One of the co-founders of the event, former college and NFL coach John Paul Young, said the story by ESPN, which quoted unnamed sources, was an inaccurate depiction of Strong's appearance, and said any talk that Strong didn't do a good job or is not welcome back (as another report indicated) are completely false.
Young, who helped form the Angelo Clinic 41 years ago, said when he was first made aware of the story, he immediately put in a call to the Texas football offices to let Strong know the ESPN story didn't accurately reflect the views of the clinics directors. Young put in another call on Tuesday morning to assure Strong that any rumors of the first-year Texas head coach not meeting the Clinic's expectations were false.
Strong was a late addition to the agenda and while the majority of the talks at the clinic focus on Xs and Os, Strong was brought in for a quick talk to essentially introduce himself to the high school coaches around the state and describe to them why their student athletes would be in good hands if they wind up at Texas.
"I don't get to sit through everybody's lecture through the end like I used to and take notes," Young said. "I've met Charlie back when he was an assistant.
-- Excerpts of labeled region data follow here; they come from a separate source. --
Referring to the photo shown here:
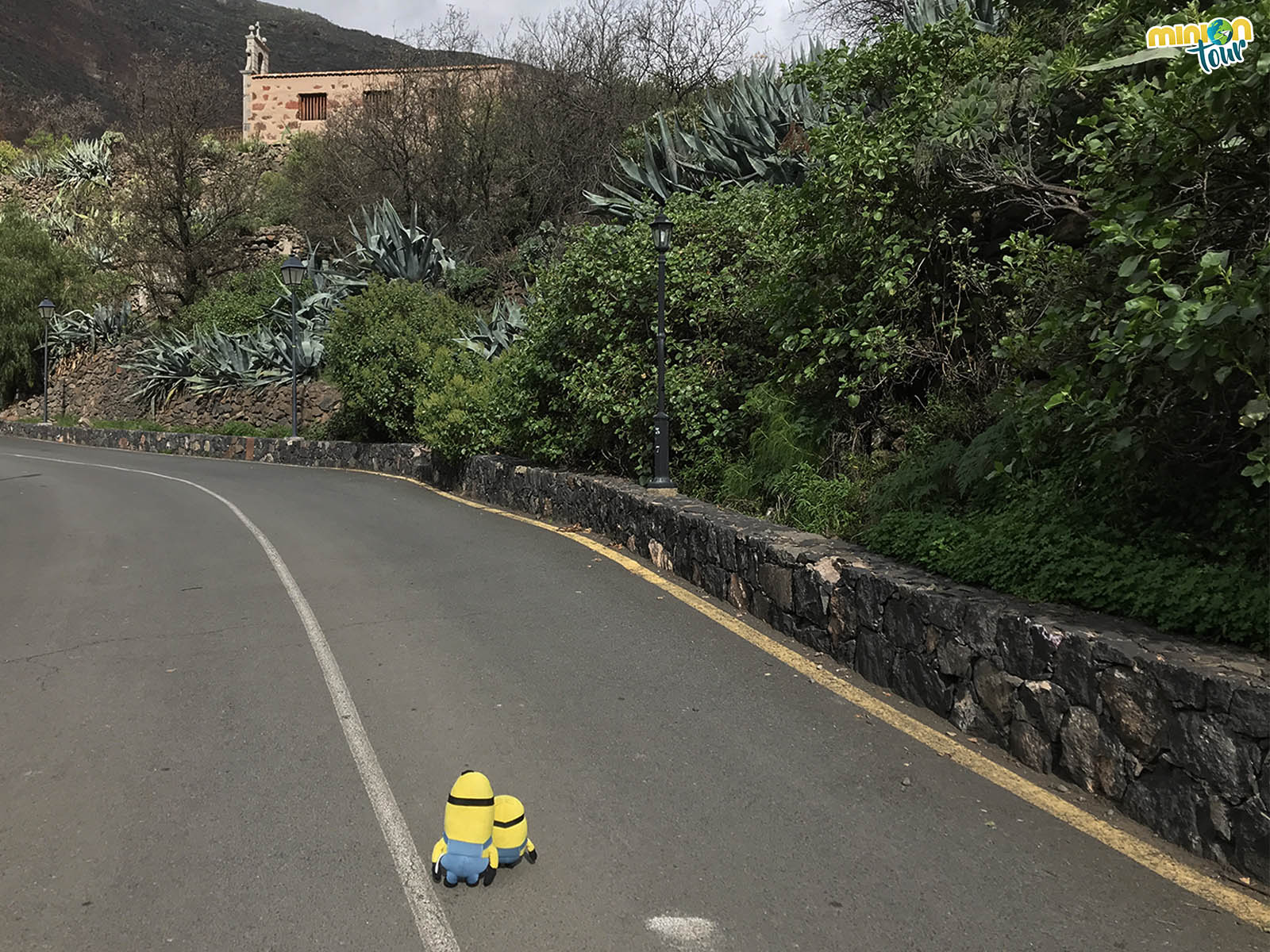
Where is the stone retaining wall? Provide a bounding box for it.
[0,423,1270,882]
[0,420,434,482]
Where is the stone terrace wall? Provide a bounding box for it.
[0,423,1270,882]
[0,420,433,482]
[461,457,1270,881]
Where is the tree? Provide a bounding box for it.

I really didn't know Charlie, so I wanted to hear what he had to say. Coach (Jim) Hess, Hardee (McCrary) and some others sat in our seats on the side of the stage and we listened to him.
"He did a good job. Our clinic is to talk football, he was there as a guest basically for the coaches to meet and get to know. He had about 20 minutes, we put him between two lectures and he did a good job.
"He explained things, like they're putting the T back in Texas, that kind of stuff. Normally we tell them we don't want philosophy, we want nuts and bolts. But because he's a new coach, and we invite all the new coaches, I can tell you from the view of every one of the five directors, Charlie did a good job. Our coaches that come to the Angelo football clinic were impressed with him. Maybe somebody that doesn't like the University of Texas maybe some sportswriter that came to that didn't like it, but Charlie did a good job."
Young, whose career included coaching stops at SMU, Oklahoma State, Texas A&M, the Houston Oilers and the New Orleans Saints, said he and the other directors aren't happy that recent stories are mischaracterizing the opinions of the clinic and it's directors by using anonymous sources.
"They're speaking for us. It's bogus," he said.
"You can tell every Longhorn fan there is, as far as the Angelo Clinic is concerned, Charlie Strong did a great job and he's welcome back any time. It would be our honor and pleasure to have him back."